Growing food in response to the growing cost of living

Homesteading in the countryside or in a small basement apartment is becoming more common as the cost of living keeps rising.

 

Lisa and Steve McBride, along with their goats Cornelius and Goldie, have a homestead in Mobile. They built their farm over the past eight years through trial and error. Arlette Lazarenko/Kicker.

 

Arlette Lazarenko
Kicker

When you first enter the McBride’s property, you are greeted by a choir of gobbling turkeys.

Steve McBride, a tall man with shoulder-length hair, stands next to his wife Lisa. Their knee-high boots are covered in mud. He works from home as a coin collector, she works part-time as a nurse, but they are full-time southern shore homesteaders in Mobile.

Almost a decade ago, says Lisa, they escaped the high cost of living in Vancouver and bought the acreage just they now stand on.

“All that you see is an accumulation of baby steps,” Lisa said about their homestead that is 30 minutes outside of St. John’s.

They built their farm with their own hands and by trial and error. Slowly for the past eight years they built fences, beehives, a hen house and garden beds, which are scattered around their land.

Homesteading is the practice of relying less on the food in a store aisles and instead choosing to grow it, from the seed, in one’s backyard. The practice is becoming more common as the cost of living keeps rising.

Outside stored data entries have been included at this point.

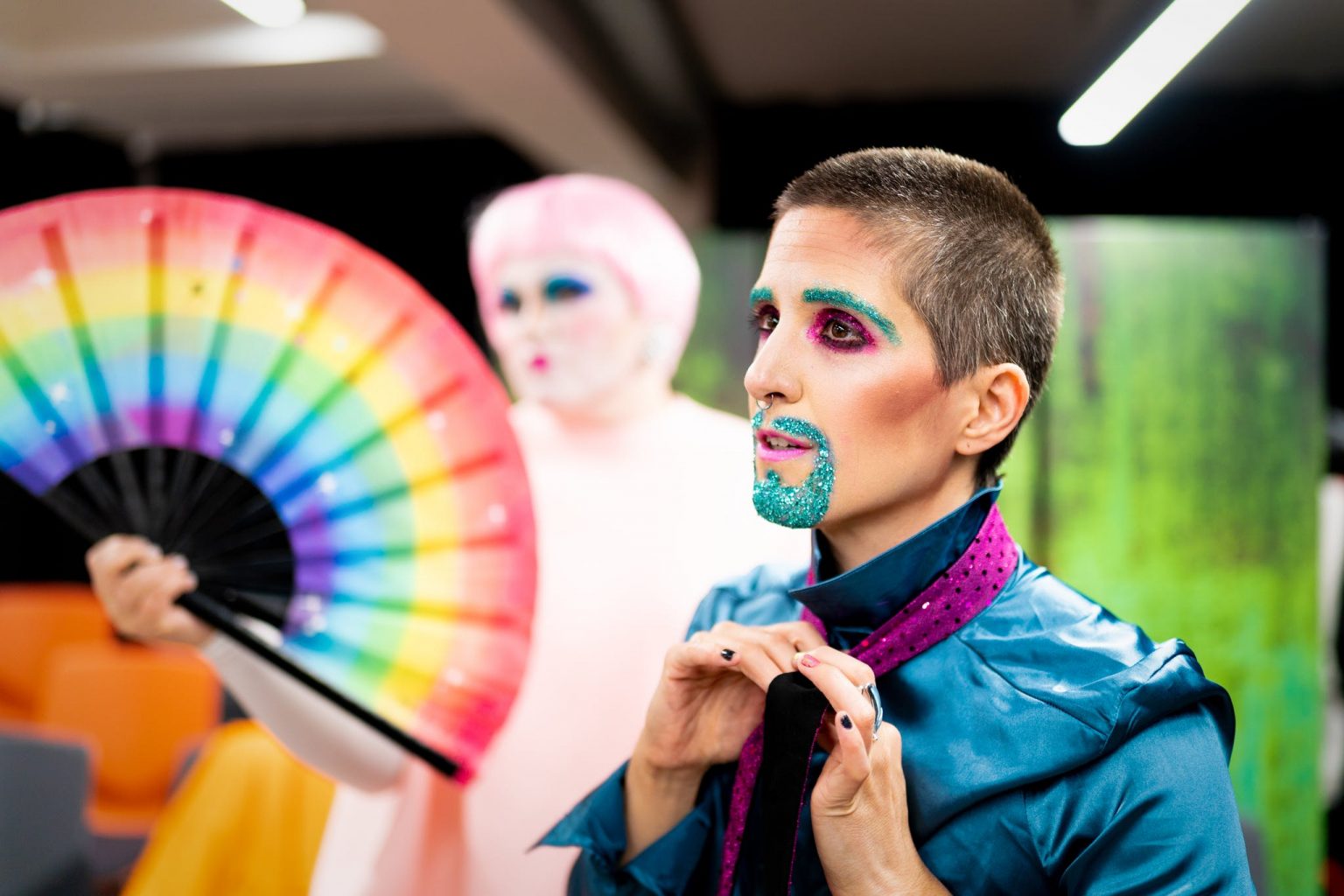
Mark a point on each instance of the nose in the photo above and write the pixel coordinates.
(772, 378)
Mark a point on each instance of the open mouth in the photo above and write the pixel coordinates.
(777, 446)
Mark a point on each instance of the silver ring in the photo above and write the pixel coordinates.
(872, 692)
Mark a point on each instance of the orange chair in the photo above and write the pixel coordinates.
(248, 818)
(145, 708)
(34, 621)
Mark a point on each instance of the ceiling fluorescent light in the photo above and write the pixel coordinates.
(1141, 72)
(270, 14)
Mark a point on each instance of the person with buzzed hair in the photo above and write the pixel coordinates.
(924, 710)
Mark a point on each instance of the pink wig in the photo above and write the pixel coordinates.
(599, 218)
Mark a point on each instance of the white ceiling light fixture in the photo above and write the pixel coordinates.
(1144, 69)
(269, 14)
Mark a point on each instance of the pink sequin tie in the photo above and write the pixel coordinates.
(962, 592)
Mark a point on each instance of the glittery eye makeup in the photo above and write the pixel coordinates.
(764, 316)
(561, 289)
(843, 298)
(840, 332)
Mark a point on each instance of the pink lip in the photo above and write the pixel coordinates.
(766, 453)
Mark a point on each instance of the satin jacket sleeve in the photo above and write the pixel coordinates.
(1158, 816)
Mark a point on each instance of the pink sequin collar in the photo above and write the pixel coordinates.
(956, 597)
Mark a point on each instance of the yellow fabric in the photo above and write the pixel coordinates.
(248, 820)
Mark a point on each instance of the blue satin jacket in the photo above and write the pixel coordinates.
(1047, 746)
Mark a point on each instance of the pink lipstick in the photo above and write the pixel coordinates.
(776, 446)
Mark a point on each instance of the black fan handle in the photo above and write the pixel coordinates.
(210, 612)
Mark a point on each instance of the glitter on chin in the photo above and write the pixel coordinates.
(796, 507)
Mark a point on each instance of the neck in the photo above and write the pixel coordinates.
(644, 393)
(859, 539)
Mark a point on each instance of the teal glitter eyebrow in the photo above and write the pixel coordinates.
(830, 296)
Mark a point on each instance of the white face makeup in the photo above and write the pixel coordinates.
(564, 328)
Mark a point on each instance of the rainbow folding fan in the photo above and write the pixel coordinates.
(301, 421)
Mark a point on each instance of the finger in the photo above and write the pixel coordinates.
(697, 657)
(116, 555)
(845, 771)
(851, 751)
(142, 597)
(762, 654)
(857, 670)
(842, 693)
(802, 634)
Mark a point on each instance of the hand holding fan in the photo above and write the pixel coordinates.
(301, 421)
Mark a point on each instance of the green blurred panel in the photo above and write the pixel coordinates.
(1171, 473)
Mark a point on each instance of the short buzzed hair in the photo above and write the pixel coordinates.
(975, 256)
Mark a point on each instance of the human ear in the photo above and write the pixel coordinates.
(1002, 394)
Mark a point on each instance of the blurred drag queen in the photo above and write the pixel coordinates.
(588, 293)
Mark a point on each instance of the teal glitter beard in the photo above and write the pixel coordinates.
(797, 507)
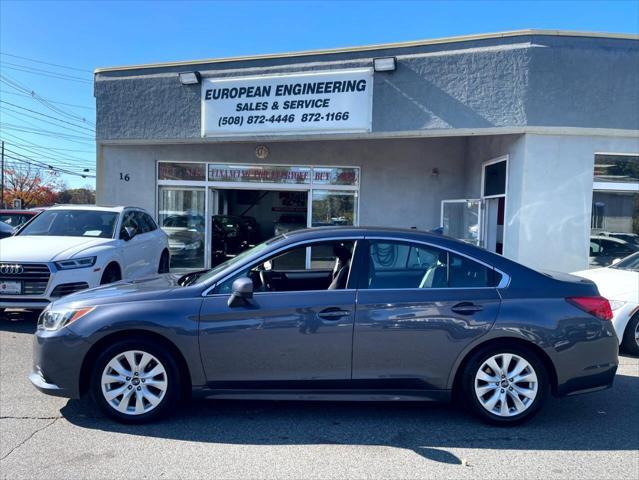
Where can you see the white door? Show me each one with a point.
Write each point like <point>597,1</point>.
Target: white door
<point>461,219</point>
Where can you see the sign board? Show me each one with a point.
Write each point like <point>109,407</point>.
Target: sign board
<point>319,102</point>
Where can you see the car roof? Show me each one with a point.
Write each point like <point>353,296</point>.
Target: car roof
<point>97,208</point>
<point>18,212</point>
<point>610,239</point>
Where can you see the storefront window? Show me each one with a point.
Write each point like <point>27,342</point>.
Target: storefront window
<point>181,171</point>
<point>334,208</point>
<point>335,176</point>
<point>182,217</point>
<point>615,209</point>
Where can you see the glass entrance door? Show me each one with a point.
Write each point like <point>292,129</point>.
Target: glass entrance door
<point>182,216</point>
<point>461,219</point>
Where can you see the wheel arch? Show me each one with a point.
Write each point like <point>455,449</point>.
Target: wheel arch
<point>504,342</point>
<point>99,346</point>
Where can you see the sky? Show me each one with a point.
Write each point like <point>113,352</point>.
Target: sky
<point>75,37</point>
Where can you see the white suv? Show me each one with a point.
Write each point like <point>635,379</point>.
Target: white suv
<point>68,248</point>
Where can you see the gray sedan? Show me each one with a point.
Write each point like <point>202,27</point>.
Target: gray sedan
<point>335,313</point>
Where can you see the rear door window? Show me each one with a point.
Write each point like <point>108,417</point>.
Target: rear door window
<point>397,265</point>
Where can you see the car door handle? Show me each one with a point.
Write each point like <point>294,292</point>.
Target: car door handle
<point>467,308</point>
<point>333,313</point>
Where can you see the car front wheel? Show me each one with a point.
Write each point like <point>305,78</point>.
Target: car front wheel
<point>506,385</point>
<point>135,381</point>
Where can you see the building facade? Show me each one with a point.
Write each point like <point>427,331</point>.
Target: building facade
<point>525,143</point>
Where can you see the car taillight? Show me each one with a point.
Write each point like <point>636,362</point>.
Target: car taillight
<point>597,306</point>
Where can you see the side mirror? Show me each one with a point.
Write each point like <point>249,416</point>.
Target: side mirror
<point>128,233</point>
<point>242,292</point>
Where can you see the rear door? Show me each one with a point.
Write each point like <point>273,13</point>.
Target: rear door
<point>298,337</point>
<point>418,307</point>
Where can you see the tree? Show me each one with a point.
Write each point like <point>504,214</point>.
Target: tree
<point>27,183</point>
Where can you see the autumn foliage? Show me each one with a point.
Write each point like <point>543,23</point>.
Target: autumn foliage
<point>30,185</point>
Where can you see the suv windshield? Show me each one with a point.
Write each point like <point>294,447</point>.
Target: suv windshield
<point>629,263</point>
<point>72,223</point>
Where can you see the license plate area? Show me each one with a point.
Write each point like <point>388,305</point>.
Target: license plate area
<point>10,288</point>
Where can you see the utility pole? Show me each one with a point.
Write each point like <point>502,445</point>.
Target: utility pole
<point>2,178</point>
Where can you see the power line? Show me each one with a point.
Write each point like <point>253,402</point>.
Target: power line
<point>21,88</point>
<point>44,115</point>
<point>62,158</point>
<point>74,105</point>
<point>54,160</point>
<point>47,133</point>
<point>35,163</point>
<point>43,72</point>
<point>45,63</point>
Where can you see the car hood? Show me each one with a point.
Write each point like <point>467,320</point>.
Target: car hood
<point>149,288</point>
<point>43,248</point>
<point>614,283</point>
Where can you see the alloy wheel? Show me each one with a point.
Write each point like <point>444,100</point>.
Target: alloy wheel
<point>134,382</point>
<point>506,384</point>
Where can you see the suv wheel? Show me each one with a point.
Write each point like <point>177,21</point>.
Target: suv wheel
<point>135,381</point>
<point>505,385</point>
<point>630,342</point>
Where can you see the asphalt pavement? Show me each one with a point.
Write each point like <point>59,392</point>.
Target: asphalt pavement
<point>587,436</point>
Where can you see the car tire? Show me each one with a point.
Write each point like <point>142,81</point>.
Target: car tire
<point>164,265</point>
<point>111,274</point>
<point>130,398</point>
<point>507,396</point>
<point>630,341</point>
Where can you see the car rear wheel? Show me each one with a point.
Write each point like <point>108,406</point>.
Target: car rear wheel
<point>135,381</point>
<point>505,385</point>
<point>630,342</point>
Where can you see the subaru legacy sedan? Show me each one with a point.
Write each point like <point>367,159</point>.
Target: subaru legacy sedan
<point>335,313</point>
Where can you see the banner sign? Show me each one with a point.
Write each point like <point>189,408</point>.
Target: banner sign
<point>324,102</point>
<point>284,174</point>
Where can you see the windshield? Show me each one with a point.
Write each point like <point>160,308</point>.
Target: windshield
<point>72,223</point>
<point>629,263</point>
<point>255,251</point>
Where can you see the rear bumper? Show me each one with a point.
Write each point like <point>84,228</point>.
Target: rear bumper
<point>601,380</point>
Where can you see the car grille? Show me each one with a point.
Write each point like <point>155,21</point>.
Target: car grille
<point>34,277</point>
<point>68,288</point>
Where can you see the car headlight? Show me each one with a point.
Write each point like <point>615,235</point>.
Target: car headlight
<point>75,263</point>
<point>616,304</point>
<point>54,319</point>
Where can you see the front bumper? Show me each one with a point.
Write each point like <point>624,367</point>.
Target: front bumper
<point>57,278</point>
<point>57,362</point>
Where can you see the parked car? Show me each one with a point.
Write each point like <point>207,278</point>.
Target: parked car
<point>250,230</point>
<point>604,250</point>
<point>620,284</point>
<point>289,222</point>
<point>5,230</point>
<point>16,218</point>
<point>186,236</point>
<point>400,315</point>
<point>69,248</point>
<point>227,235</point>
<point>626,237</point>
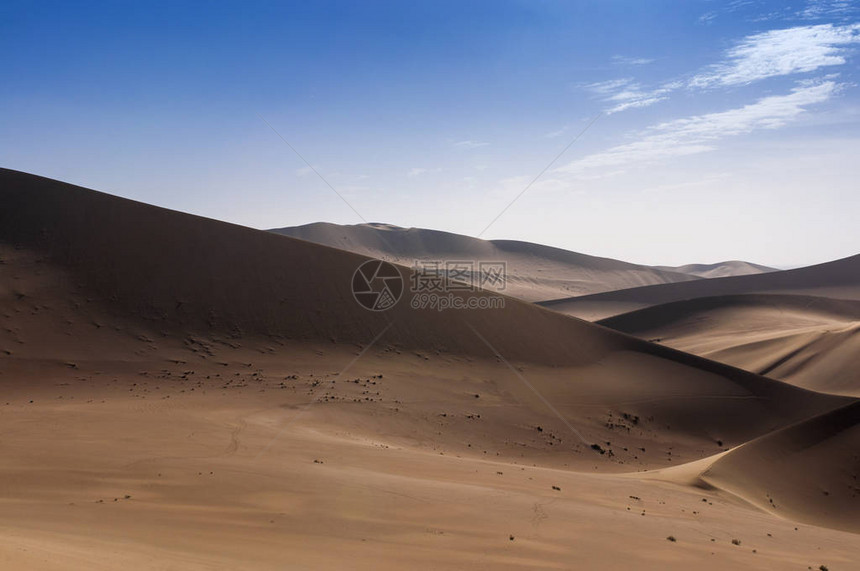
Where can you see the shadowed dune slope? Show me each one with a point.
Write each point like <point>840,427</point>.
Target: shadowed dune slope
<point>534,272</point>
<point>807,472</point>
<point>808,341</point>
<point>175,273</point>
<point>839,279</point>
<point>720,269</point>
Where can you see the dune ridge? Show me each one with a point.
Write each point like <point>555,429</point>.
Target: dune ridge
<point>534,272</point>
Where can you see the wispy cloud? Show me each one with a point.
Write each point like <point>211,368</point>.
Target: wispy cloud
<point>625,60</point>
<point>470,144</point>
<point>418,171</point>
<point>775,53</point>
<point>819,9</point>
<point>700,133</point>
<point>707,18</point>
<point>628,94</point>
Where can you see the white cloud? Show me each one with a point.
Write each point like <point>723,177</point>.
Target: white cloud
<point>818,9</point>
<point>470,144</point>
<point>418,171</point>
<point>775,53</point>
<point>700,133</point>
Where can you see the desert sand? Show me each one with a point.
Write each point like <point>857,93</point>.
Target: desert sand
<point>808,341</point>
<point>534,272</point>
<point>182,393</point>
<point>719,269</point>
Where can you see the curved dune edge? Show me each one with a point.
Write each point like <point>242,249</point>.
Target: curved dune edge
<point>808,341</point>
<point>839,279</point>
<point>808,472</point>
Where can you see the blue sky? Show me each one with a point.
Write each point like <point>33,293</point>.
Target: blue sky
<point>723,129</point>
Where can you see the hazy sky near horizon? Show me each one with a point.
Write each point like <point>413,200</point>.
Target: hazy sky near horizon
<point>719,130</point>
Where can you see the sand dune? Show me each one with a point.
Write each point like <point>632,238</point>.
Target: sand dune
<point>812,342</point>
<point>534,272</point>
<point>719,269</point>
<point>839,279</point>
<point>825,491</point>
<point>181,392</point>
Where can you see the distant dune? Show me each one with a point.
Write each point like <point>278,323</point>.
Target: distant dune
<point>534,272</point>
<point>839,279</point>
<point>720,269</point>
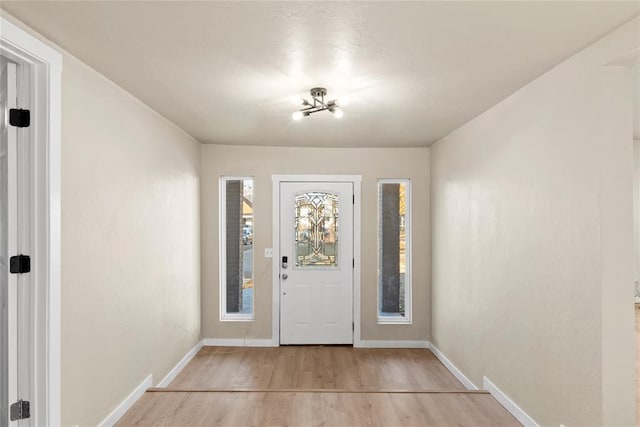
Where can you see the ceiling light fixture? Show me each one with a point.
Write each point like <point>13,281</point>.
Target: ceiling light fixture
<point>318,104</point>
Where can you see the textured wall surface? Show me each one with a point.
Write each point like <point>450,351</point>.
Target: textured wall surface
<point>261,163</point>
<point>532,242</point>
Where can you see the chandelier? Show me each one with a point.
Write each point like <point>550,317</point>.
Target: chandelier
<point>318,104</point>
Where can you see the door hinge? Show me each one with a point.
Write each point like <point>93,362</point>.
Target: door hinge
<point>20,264</point>
<point>19,411</point>
<point>19,118</point>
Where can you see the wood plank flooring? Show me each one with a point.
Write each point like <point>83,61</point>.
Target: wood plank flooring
<point>317,409</point>
<point>315,367</point>
<point>316,386</point>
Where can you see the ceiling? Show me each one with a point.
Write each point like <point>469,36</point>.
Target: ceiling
<point>225,72</point>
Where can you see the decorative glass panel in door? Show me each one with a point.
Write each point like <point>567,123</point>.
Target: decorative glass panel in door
<point>316,230</point>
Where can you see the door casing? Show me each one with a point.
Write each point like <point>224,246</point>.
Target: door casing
<point>356,180</point>
<point>45,75</point>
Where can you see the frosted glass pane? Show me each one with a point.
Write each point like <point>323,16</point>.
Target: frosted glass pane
<point>316,233</point>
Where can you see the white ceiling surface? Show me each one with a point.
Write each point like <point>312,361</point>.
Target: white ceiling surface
<point>225,72</point>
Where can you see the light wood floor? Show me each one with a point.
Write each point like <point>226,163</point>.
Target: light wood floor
<point>316,386</point>
<point>311,367</point>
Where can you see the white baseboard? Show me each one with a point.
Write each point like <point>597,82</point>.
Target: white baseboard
<point>453,369</point>
<point>127,403</point>
<point>223,342</point>
<point>391,344</point>
<point>508,404</point>
<point>181,364</point>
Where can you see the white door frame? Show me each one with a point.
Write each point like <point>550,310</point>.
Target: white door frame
<point>46,86</point>
<point>356,180</point>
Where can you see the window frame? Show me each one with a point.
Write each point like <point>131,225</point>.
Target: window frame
<point>222,258</point>
<point>408,282</point>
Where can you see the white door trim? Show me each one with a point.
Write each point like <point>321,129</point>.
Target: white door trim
<point>46,66</point>
<point>356,180</point>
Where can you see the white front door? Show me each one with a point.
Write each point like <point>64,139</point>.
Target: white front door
<point>316,264</point>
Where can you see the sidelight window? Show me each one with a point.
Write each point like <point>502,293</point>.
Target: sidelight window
<point>394,251</point>
<point>236,248</point>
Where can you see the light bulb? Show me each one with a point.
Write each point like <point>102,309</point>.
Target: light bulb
<point>343,101</point>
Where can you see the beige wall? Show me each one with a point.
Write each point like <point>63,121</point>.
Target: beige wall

For the couple, the choice to be homesteaders isn’t only economical.

Next to the turkeys, inside a fence, there is a large horned goat named Cornelius. He is one of the first goats the couple bought. Surrounding him are the female goats and their offspring. Sunflower, one of the baby goats, squeezes behind the adult goats as Steve goes around giving them pieces of bread.

Steve and Lisa talk about their animals the same way someone describes the latest doings of family members. Like any parent, they smile when they talk about their animals’ accomplishments and laugh about their antics.

But there is one thing that differentiates them from most kids, says Steve.

“They do pay their rent,” Steve said letting out a hearty laugh.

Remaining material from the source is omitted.